In Harris, an employee was terminated, allegedly in retaliation for her seeking orders of protection against her co-workers and for other illegal reasons. Harris subsequently filed a lawsuit asserting claims of wrongful termination, retaliation, and related claims. After the suit was filed, the defendants moved to compel arbitration, asserting that the parties had agreed to arbitrate any disputes arising from the employment relationship. The defendants also claimed that the parties had delegated arbitrability issues to the arbitrator.

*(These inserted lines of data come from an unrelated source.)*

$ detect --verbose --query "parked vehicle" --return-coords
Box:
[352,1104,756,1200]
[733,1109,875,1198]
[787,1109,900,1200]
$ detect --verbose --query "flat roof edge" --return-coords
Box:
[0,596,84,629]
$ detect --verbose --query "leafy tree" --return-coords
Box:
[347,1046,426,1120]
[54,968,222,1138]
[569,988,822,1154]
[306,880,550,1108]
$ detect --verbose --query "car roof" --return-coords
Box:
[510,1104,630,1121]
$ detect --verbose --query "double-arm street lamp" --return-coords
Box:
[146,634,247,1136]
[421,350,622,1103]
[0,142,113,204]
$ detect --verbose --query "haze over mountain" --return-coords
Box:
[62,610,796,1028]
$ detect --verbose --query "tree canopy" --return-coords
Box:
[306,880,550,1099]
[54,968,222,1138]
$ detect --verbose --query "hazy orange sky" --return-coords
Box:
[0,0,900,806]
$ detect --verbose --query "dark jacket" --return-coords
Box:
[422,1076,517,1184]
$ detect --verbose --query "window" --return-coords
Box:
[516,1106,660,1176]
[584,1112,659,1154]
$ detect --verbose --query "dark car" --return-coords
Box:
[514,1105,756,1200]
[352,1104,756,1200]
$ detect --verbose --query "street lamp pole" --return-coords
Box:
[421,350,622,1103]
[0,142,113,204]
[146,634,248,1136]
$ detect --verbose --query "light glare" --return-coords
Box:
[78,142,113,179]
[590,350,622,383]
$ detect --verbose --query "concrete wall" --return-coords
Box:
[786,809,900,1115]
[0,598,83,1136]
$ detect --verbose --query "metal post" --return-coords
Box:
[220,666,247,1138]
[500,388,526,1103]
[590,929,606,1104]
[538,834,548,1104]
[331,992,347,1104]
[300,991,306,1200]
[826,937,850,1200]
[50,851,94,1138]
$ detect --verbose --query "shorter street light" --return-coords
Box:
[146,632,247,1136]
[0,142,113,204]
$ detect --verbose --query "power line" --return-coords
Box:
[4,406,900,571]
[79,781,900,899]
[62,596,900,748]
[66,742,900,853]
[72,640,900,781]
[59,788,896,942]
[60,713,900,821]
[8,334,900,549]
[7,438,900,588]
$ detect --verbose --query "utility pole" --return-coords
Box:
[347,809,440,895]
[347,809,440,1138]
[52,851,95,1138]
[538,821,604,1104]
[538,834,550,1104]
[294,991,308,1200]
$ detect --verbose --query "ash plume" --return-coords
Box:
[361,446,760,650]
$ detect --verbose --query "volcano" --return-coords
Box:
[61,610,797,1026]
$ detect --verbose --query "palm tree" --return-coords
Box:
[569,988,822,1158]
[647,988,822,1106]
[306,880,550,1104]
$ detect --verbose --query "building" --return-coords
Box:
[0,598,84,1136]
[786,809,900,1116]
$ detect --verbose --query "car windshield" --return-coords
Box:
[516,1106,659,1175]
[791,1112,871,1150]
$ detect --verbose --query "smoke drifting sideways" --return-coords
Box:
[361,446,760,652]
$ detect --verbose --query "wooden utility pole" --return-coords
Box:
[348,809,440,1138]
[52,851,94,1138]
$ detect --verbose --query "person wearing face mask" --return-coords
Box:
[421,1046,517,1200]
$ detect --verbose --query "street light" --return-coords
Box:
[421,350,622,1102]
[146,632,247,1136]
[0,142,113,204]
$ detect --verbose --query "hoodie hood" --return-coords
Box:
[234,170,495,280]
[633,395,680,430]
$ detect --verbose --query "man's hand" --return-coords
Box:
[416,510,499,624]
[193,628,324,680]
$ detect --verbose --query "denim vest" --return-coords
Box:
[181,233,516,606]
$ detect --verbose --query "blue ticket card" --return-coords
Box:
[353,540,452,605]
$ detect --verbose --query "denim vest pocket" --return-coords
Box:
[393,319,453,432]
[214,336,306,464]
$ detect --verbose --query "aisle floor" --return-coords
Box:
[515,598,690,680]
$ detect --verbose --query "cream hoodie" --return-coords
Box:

The arbitration agreement at issue was contained in an “Employee Guide” provided to all new employees at hiring. The Employee Guide provided employees with “general information about Volt’s rules, policies, plans, procedures and practices concerning the terms and conditions” of their employment. The Employee Guide contained a section entitled “Travel expense policy | Arbitration,” which stated that “[a]ny dispute, controversy or claim which arises out of, involves, affects or relates in any way to your employment” must be referred to arbitration. The arbitration would be conducted “in accordance with the applicable rules of the American Arbitration Association (AAA).” The next page of the Employee Guide contained an “Acknowledgement,” which employees were required to sign, that contained the following crucial provision: “Volt has the right to change, interpret or cancel any of its rules, policies, benefits, procedures or practices at Volt’s discretion, upon reasonable notice where practicable. […] Except as otherwise stated, I agree to arbitrate any and all disputes related to my employment or assignment(s) with Volt, as discussed in this Guide.”

The Court held that the employer retained the right to modify any part of the Employee Guide, including the arbitration agreement and the delegation clause. Because that provision purported to give the employer an “unfettered right” to unilaterally modify the arbitration provision at any time, Volt’s promise to arbitrate was illusory. The Court echoed concerns from prior cases that an employer could sense that an arbitration case was going badly, revoke their arbitration agreement, and get a second bite at the apple in court.

The Court also rejected Volt’s argument that Harris did not separately attack the delegation clause. Generally, a party opposing arbitration must challenge the delegation clause and the arbitration agreement separately. Here, however, the Court permitted Harris to challenge both the delegation clause and the arbitration agreement together, as the challenge to both agreements were premised on the same argument; and Harris explained in her brief that the delegation clause lacked consideration for the same reason as the entire arbitration agreement.


  • Arbitration is a matter of contract. Missouri courts have long emphasized that employers should not treat an arbitration agreement as a policy to be unilaterally imposed on employees.
  • When drafting arbitration agreements, employers should use care to ensure that modification rights apply only prospectively. The courts have recognized that "limiting an employer's unilateral right to amend an arbitration agreement to amendments that [(1)] are prospective in application and [(2)] about which employees have been afforded reasonable advance notice may prevent an employer's mutual promise from being rendered illusory." Patrick v. Altria Grp. Distribution Co., 570 S.W.3d 138, 144 (Mo. App. 2019).